Read time: 2 mins23 Nov 2017

An international team of scientists from University of Glasgow, UK, Chinese Academy of Sciences, China, Institute of Solar Terrestrial Physics, Russia, West Kentucky University, USA, National Academy of Sciences of Ukraine, Ukraine and Indian Institute of Science, Education and Research (IISER)- Pune, India have proposed a novel method to accurately study radio observations of the sun.

While staring at the sun, a question that sometimes pop-up is, how do we know what the sun is made of, if the light from the sun is blindingly bright to our instruments? We study such objects by looking at them through forms of light other than visible light. This could include radio, Infrared, x-rays and UV rays.

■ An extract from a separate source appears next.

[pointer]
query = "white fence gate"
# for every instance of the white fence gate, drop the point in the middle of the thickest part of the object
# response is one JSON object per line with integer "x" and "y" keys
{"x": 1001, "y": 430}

Solar radio observations or observing the radio waves emitted by the star, especially, could reveal unique insights into the outer solar atmosphere.

One challenge in studying the radio waves, however, is distinguishing the intrinsic properties of the source of the radio waves from the effects of radio wave propagation. As the corona of the Sun, an area of intense magnetic fields and high temperatures, affects the propagation of the radio waves, studying the source of the waves would require eliminating the effects of the corona, during calculations.

In the new study, the scientists have been able to characterize the fine structures produced during a radio burst or a solar flare emitting radio waves. Using Low Frequency Array telescopes, that provides high-time resolution images and allows imaging the sun at scales much smaller than that of radio wave propagation on the sun, the scientists were able to quantitatively characterize the frequency and spatial properties of the propagating radio wave on the solar surface.

Their observations have shown that the spatial characteristics or the manner in which a wave propagates is guided by the effects of radio wave propagation more than that of the intrinsic emission source of the waves. These observations could allow for better models of the solar surface, with a better accuracy of source brightness temperatures, giving us an accurate picture of our parent star- the Sun.